Why is Marlborough Pinot Noir so good?
It’s a question that was answered – hopefully – at Winetopia in Wellington this year with a session called, funnily enough, Why you should drink Marlborough Pinot Noir.
The answer lies in the migration to hillside vineyards over the past 20 years by winemakers such as Auntsfield, Dog Point Vineyards, Greywacke, Corafin, Giesen, Nautilus and many others.
“Over the last 20 year we have learned how and where to grow premium Pinot in Marlborough, typically this means on the clay based soils of the Southern Valleys but of course there are exceptions to this. We now have the right clones on the right sites with vines hitting 20 years old which also helps,” said Richard Ellis of Greywacke Wines, when asked why Marlborough Pinot Noir has improved so immeasurably over the past two decades.
The Winetopia session was one of either that was hosted by yours truly over a super busy, super stimulating weekend. It was inspiring to have the opportunity to talk about the quality and diversity of Marlborough reds, especially when casting my mind back to the Merlots in the early-ish days of this massive wine region. New Zealand wine has come a long way in a short time and it’s still early days, so with a long weekend about to kick off, here are two wines of the week that I think punch above their weight…
2019 Mahi Marlborough Pinot Noir $34
It’s early days but the wines that are on the market from the 2019 vintage are already looking extremely good in quality and Mahi is no exception. Winemaker Brian Bicknell describes his grapes as being super small berried and low cropped, which made him careful with extraction. All grapes were hand picked and fermented with wild yeasts in small vats with 30% whole bunch fermentation, skin maceration for three weeks and barrel maturation for nine months followed by another six months in bottle prior to release.

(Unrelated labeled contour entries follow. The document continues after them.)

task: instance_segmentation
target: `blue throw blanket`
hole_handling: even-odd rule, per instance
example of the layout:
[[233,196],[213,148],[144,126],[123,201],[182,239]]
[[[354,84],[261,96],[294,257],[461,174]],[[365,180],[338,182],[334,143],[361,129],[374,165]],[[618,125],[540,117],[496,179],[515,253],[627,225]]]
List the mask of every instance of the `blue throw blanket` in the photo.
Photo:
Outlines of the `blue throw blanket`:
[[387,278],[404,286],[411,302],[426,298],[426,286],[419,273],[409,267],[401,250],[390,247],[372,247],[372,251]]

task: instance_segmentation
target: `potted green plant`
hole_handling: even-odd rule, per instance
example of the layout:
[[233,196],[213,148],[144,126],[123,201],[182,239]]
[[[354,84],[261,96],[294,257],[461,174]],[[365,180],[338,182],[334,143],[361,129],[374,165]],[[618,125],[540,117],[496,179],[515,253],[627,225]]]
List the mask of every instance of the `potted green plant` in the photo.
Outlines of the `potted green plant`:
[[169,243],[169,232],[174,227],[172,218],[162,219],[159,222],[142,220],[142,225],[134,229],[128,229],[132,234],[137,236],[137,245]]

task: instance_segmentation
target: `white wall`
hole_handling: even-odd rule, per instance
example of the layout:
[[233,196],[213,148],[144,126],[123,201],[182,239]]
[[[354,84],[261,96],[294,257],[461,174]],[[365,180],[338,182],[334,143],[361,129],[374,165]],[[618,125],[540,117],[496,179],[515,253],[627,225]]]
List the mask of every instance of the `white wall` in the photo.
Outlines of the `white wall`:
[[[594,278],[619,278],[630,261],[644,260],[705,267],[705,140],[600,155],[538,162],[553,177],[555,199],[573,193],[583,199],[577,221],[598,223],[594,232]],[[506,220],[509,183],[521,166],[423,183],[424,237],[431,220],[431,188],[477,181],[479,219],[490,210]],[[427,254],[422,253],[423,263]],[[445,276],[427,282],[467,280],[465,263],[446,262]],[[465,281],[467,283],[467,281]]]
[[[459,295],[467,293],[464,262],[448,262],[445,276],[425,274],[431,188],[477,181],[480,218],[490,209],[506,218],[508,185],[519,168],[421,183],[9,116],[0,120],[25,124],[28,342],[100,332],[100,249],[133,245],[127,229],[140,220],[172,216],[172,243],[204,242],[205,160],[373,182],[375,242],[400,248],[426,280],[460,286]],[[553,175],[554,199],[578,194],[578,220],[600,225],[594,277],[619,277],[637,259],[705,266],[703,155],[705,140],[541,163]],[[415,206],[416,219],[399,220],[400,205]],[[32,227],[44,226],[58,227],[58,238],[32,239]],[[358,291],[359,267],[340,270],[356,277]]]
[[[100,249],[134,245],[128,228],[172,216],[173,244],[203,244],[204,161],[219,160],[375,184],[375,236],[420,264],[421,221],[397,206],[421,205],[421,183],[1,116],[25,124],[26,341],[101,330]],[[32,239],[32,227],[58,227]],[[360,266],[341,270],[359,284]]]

This wine tastes dense and ripe with dark fruit flavours in a Pinot Noir with elements of silky elegance and higher than usual tannins, which will mellow with time. It drinks well now and has good aging potential for at least five to six years.
2018 Whitehaven Marlborough Pinot Noir $35
Pinot Noir makes up a small percentage of Whitehaven Wine’s overall production and the quality is extremely good with a seductively silky style that develops over the short term, coming into its own, typically, within three to four years. This wine also drinks well now but will reward those willing to hold onto it for another three to four years.